Why SwimOS?

A large proportion of data analysis is performed on static data sets. Data is accumulated over time and stored, either as files or in a database. To gain insight into the data, queries can then be run against the data store and for very large repositories or complex queries this can involve very long running batch processes to produce the result. This approach has several advantages:

  1. Simplicity: Collecting all of the data requires little planning.
  2. Flexibility: The questions you ask of the data are retrospective so can be changed after the fact.
  3. Familiarity: Most people are familiar with how to query a database with SQL, for example.

However, there are also significant disadvantages:

  1. Delay: Ingesting the data takes time.
  2. Limited Feedback: Information from the data cannot be used to influence the process producing the data or the process collecting it as the results are not known until later.
  3. Space Consumption: As you do no know what questions you might ask, you must store all of the data.

An alternative approach is to perform analysis on the data as it is generated. If the data we are analyzing can be viewed as a sequence of events, occurring over time, we can aim to process and extract information from those events as soon as they are observed. This is real-time streaming data processing.

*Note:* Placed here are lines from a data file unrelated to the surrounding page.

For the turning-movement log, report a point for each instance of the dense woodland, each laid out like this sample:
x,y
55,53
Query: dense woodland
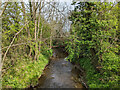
x,y
30,31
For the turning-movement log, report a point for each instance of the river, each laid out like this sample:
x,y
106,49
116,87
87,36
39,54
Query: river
x,y
60,73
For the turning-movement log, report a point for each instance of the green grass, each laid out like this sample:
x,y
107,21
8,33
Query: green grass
x,y
25,73
92,76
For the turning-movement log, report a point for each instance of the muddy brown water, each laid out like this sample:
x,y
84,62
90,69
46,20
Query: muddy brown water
x,y
60,73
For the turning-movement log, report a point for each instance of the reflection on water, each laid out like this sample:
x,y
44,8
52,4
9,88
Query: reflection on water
x,y
59,73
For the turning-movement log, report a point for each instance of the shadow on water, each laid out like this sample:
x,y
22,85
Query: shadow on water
x,y
59,73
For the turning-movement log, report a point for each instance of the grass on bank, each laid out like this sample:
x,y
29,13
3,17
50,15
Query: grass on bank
x,y
94,79
25,73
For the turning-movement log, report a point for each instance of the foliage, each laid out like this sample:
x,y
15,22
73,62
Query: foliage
x,y
95,35
25,73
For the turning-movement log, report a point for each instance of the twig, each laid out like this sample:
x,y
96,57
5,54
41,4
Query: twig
x,y
4,9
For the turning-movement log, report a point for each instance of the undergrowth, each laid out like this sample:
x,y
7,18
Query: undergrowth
x,y
94,78
25,73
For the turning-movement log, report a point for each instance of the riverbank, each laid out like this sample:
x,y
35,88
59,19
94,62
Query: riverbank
x,y
60,73
24,73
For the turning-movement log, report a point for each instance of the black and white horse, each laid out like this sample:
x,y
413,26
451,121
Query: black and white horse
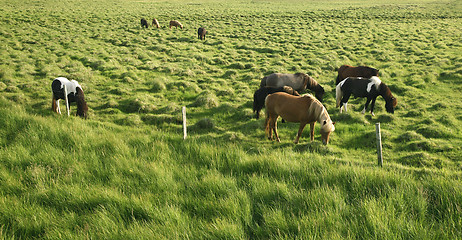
x,y
62,86
369,88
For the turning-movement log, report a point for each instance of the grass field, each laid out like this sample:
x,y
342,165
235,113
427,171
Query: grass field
x,y
127,173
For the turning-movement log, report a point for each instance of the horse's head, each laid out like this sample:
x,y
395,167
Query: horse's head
x,y
327,127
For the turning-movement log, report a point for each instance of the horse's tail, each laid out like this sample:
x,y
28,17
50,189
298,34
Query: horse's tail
x,y
338,95
82,108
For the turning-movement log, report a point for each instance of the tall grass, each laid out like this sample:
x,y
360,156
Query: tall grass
x,y
126,172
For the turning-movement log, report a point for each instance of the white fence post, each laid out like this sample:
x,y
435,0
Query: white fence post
x,y
379,144
184,122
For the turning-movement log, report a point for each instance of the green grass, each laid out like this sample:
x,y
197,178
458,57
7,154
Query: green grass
x,y
126,172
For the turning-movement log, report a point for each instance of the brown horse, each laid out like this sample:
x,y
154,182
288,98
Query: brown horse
x,y
176,24
302,109
298,81
349,71
260,95
155,23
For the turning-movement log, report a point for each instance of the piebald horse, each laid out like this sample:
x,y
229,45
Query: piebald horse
x,y
60,86
298,81
364,87
260,95
361,71
299,109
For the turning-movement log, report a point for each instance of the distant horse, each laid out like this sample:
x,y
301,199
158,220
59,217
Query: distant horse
x,y
298,81
201,33
144,23
349,71
74,94
364,87
155,23
300,109
176,24
260,95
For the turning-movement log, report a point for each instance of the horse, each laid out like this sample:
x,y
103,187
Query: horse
x,y
364,87
155,23
201,33
299,109
298,81
144,23
74,94
260,95
176,24
361,71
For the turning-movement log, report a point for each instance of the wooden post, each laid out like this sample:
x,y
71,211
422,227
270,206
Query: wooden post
x,y
184,122
379,144
67,102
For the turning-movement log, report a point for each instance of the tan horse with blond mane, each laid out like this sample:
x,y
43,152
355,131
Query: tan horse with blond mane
x,y
299,109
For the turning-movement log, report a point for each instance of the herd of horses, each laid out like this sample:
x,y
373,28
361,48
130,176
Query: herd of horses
x,y
279,93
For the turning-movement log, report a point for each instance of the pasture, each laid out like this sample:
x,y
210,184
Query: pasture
x,y
127,173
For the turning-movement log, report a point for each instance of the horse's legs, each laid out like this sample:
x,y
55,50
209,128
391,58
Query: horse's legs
x,y
275,123
366,105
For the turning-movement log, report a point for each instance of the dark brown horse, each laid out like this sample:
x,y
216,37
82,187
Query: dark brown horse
x,y
361,71
298,81
299,109
364,87
260,95
62,86
201,33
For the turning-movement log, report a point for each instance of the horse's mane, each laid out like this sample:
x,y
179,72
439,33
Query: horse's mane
x,y
82,107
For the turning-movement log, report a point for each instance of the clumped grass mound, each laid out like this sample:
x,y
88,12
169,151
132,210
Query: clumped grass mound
x,y
127,173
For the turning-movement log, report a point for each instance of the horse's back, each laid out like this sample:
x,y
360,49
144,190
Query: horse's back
x,y
283,79
290,108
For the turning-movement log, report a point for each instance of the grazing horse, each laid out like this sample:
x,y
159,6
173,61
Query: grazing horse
x,y
155,23
144,23
74,94
201,33
298,81
300,109
176,24
364,87
361,71
260,95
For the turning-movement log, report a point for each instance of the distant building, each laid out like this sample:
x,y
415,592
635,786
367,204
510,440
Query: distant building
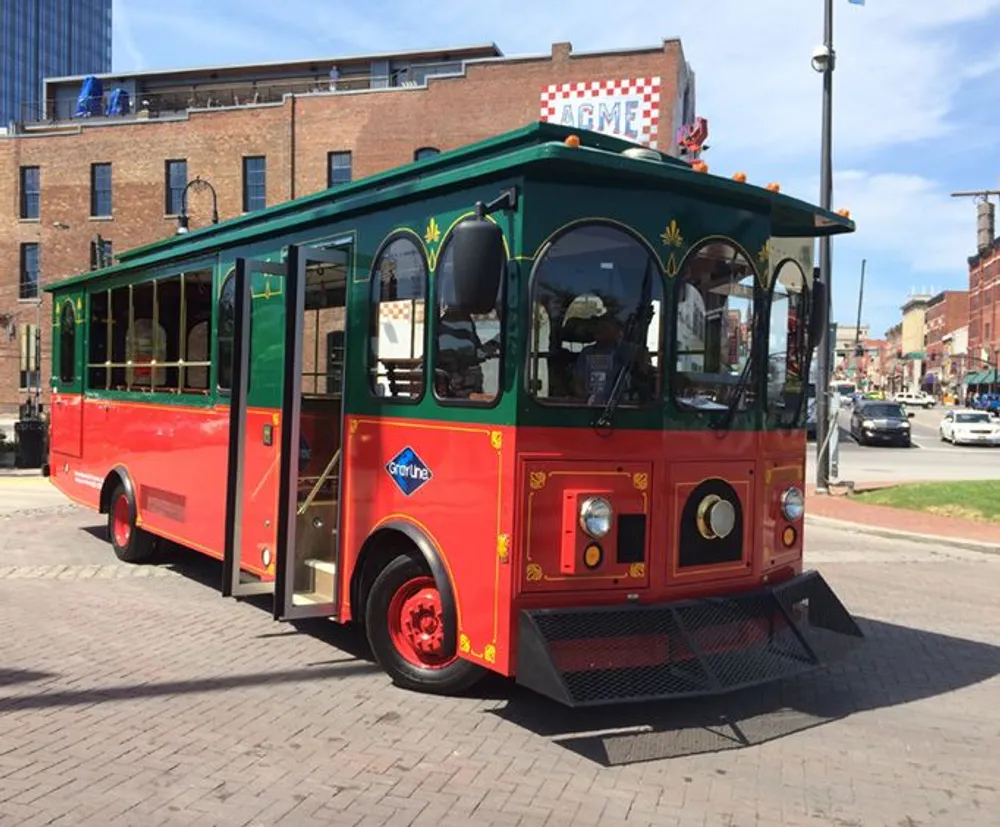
x,y
914,340
946,312
845,340
984,319
48,38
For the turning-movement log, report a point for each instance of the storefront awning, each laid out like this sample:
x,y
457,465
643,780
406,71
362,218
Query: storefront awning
x,y
981,377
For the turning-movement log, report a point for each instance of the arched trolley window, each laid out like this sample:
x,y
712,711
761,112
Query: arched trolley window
x,y
596,297
787,342
396,361
713,328
467,346
67,344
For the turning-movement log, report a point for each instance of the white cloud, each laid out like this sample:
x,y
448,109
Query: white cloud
x,y
123,36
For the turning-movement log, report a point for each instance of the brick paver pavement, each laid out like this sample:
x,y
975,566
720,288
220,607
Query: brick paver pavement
x,y
841,507
139,696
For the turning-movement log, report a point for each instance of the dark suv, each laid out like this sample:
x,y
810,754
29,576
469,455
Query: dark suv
x,y
882,422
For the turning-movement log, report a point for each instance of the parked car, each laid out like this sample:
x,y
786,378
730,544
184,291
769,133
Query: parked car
x,y
881,422
967,427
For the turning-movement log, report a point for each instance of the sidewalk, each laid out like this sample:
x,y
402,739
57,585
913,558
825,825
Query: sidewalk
x,y
841,509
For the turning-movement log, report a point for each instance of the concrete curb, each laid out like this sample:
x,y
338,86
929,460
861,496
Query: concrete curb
x,y
911,536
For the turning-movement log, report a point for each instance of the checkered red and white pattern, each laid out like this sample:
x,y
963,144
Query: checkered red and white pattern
x,y
401,310
645,91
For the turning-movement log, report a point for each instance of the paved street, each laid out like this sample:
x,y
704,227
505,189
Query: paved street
x,y
139,696
928,459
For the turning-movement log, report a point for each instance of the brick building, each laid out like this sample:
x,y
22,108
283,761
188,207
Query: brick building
x,y
946,312
74,190
984,305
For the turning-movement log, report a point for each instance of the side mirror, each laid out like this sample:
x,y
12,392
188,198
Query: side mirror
x,y
817,314
479,262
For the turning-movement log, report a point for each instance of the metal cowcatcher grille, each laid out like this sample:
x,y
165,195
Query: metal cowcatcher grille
x,y
603,655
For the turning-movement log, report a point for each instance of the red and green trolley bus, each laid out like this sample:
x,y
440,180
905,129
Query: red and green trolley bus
x,y
534,406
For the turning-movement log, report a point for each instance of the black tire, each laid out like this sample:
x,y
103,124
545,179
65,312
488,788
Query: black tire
x,y
130,543
447,677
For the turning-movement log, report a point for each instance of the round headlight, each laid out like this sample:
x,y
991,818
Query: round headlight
x,y
595,516
793,503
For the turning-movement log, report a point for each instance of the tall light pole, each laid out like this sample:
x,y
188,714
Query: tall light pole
x,y
198,183
858,350
823,61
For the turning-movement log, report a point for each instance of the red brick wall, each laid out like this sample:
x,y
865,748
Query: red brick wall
x,y
381,129
984,292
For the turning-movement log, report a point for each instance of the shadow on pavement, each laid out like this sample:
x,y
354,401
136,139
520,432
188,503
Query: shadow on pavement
x,y
207,572
896,665
128,692
9,677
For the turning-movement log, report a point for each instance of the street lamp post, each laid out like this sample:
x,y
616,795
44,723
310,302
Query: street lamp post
x,y
198,183
823,62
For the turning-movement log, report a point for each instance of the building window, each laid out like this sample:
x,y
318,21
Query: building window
x,y
31,192
338,168
100,190
399,282
29,373
254,183
175,179
100,253
426,152
28,282
152,336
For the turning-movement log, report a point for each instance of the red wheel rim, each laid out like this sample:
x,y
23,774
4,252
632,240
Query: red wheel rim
x,y
121,524
416,624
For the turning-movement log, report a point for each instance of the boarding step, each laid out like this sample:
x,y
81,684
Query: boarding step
x,y
322,578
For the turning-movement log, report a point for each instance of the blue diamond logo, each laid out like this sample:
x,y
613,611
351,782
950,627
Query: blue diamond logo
x,y
408,471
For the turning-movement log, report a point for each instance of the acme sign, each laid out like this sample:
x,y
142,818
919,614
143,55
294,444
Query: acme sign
x,y
628,108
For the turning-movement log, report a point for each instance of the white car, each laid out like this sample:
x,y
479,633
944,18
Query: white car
x,y
963,427
918,400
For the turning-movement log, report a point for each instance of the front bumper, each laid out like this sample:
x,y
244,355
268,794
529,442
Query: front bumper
x,y
975,439
621,654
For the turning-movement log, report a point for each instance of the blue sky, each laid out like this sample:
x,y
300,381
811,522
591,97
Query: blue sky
x,y
916,96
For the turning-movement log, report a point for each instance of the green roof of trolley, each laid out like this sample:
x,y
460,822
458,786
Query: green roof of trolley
x,y
538,143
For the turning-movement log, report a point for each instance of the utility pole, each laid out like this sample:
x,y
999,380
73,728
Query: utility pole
x,y
985,236
857,330
823,61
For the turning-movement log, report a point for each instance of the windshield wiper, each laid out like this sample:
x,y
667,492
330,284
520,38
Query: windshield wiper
x,y
635,332
726,422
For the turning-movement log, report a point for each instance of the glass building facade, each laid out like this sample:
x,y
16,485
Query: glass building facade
x,y
48,38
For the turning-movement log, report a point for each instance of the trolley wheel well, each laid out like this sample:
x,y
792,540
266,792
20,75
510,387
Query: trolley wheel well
x,y
115,477
400,539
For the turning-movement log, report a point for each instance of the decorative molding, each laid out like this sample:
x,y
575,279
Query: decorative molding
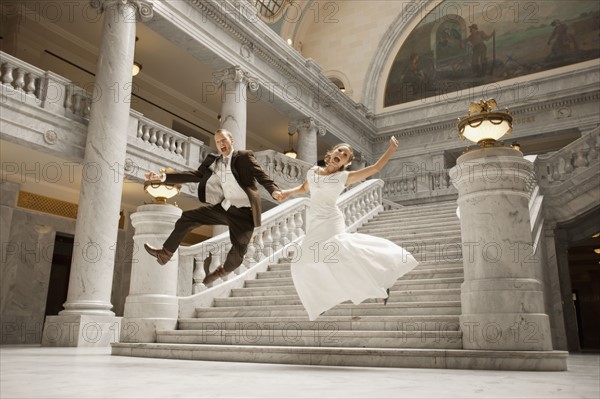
x,y
144,11
521,115
50,137
235,74
307,124
290,65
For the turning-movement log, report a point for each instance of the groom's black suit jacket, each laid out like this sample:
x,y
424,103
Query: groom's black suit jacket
x,y
246,171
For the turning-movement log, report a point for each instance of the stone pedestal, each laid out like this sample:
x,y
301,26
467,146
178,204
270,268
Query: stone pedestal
x,y
92,267
502,301
80,330
235,82
152,301
307,130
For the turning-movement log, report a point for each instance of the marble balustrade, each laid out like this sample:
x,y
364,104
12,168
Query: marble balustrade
x,y
559,166
419,185
281,226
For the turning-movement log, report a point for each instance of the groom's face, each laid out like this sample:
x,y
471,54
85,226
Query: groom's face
x,y
224,143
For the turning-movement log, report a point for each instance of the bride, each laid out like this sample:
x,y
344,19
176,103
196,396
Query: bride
x,y
334,266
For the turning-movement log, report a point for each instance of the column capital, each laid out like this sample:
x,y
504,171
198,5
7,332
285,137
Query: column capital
x,y
144,11
307,124
235,74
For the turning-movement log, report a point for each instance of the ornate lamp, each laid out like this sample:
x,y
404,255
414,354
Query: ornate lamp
x,y
484,126
160,191
291,152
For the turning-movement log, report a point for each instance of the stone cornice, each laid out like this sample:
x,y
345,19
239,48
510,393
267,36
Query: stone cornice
x,y
324,103
441,116
143,7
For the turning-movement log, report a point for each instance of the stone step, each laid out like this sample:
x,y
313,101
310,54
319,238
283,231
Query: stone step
x,y
352,323
422,265
282,276
447,205
277,307
265,279
410,234
322,338
359,357
416,295
417,284
418,216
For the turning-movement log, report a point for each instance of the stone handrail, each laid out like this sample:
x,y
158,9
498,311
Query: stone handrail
x,y
165,142
22,77
389,205
412,187
285,171
44,88
555,168
278,237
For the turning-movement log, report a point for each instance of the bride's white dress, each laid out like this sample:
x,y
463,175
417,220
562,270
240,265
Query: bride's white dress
x,y
333,266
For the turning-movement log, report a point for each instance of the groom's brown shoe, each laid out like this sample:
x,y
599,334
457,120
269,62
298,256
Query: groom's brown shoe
x,y
162,255
218,273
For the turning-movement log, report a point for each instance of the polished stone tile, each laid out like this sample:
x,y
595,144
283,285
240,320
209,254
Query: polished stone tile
x,y
36,372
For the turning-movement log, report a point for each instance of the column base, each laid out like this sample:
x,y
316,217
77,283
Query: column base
x,y
138,330
506,331
81,330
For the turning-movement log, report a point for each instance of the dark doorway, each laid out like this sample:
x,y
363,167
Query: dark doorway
x,y
584,268
59,274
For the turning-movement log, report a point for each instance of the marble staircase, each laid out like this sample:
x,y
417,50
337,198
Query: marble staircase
x,y
419,327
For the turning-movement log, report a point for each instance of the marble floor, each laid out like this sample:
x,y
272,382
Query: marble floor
x,y
36,372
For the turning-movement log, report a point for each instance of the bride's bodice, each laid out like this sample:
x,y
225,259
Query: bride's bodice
x,y
324,191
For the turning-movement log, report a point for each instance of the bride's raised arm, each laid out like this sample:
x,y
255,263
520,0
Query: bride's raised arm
x,y
359,175
301,189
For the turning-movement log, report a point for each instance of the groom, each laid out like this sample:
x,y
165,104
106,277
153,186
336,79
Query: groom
x,y
227,188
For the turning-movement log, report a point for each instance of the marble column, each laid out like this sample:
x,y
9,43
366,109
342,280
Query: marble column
x,y
96,229
152,301
235,83
502,301
307,130
559,299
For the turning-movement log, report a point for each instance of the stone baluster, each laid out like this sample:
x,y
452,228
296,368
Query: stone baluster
x,y
19,82
307,130
568,164
581,159
260,245
90,282
30,86
7,75
299,223
502,301
235,83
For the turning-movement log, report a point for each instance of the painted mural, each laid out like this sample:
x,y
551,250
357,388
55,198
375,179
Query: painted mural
x,y
465,44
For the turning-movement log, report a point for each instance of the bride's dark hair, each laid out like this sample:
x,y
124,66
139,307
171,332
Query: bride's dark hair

As with most things, this presents us with a trade-off; it addresses many of the limitations of static data analysis whilst also losing its advantages. The contrasting advantages of streaming data-processing are:

  1. Immediate Results: It’s not necessary to wait until the data is all ingested.
  2. Rapid Feedback: Insights can be used to adjust the behaviour of the system generating the events or how they are collected.
  3. Low Space Consumption: Even where a streaming application needs to keep state, this can often be bounded and much lower than the size of the data.

However, comparing with the advantages of static data analysis:

  1. Complexity: Processing events as they are received requires more up-front thought. What can we learn from a single observation? Do we need to maintain state over time?
  2. Inflexibility: The events are only observed once so you cannot retrospectively change the questions you are asking.
  3. Unfamiliarity: It is generally harder to describe the queries you need to make of streaming data. Streaming query languages do exist but they provide a subset of the features available for static querying.

What Does a SwimOS Application Do?

A SwimOS applications observes one, or more, streams of events and uses them to build up a model of some other system in the external world and it mains an internal state which in many cases will be bounded in size. As each event is observed by the application, it updates its knowledge of the system and records that information in the state.

The state of the application is partitioned into a number of independent “agents” each of which consists of a collection of “lanes” which store either single values or maps of key-value pairs. For very large applications, the agents can be split across multiple processes over multiple hosts. Every lane is individually addressable, both from within the applications and externally using a websocket connection. It is possible for a client to both alter the state of a lane and to subscribe to a feed of changes from it. Subscribers receive push notifications each time a changes is made and do no need to poll to receive them.

Agents are not passive repositories of state and can also have user-specified behaviour. Each agent, and lane, has a number of “lifecycle events” to which event handlers can be attached. For example, it would be possible to assign a handler to be executed each time the value of a lane changes. These event handlers can alter the values of other lanes within the agent, establish communication links to other agents or cause side effects external to the application.

In addition to observing externally provided events, agents may also observe the states of the lanes of other agents. A common use of this is the build up a hierarchical view of a system by setting up a tree of agents where each node observes the state of its children. For example, consider an application that observes a stream of measurements from sensors on a fleet of buses. Each sensor could be represented by an agent which then aggregates to an agent representing a bus, then an agent for the bus route and one representing the city. At each level of the tree, aggregate statistics could be computed on the fly.

What Does a SwimOs Application Not Do?

Perhaps counterintuitively, many of the advantages of using SwimOS come from what it does not do rather than what it does. The consistency guarantees of live data in a Swim server are strong within Web Agents but weaker across them. This optimization is beneficial for business logic that requires strong guarantees while dramatically bounding memory usage. More specifically:

  1. Each agent runs within a single logical task. Within the agent, the values of lanes are strongly consistent. Event handlers attached to the state of lanes run in a predictable way, cannot interfere with each other and require no synchronisation to access the state of the lanes.
  2. Outside of an agent, the view of its state is weakly consistent within the entire system. There is no guarantee of the global order of external events observed by an agent (or an external client) but, in the absence of further changes, they are guaranteed to observe the same final state.

By default, a SwimOS application does not require any external persistent storage; its state will be held entirely in memory. Additionally, as mentioned in the introduction, SwimOS runs as an independent executable and no external job scheduler is required to run it.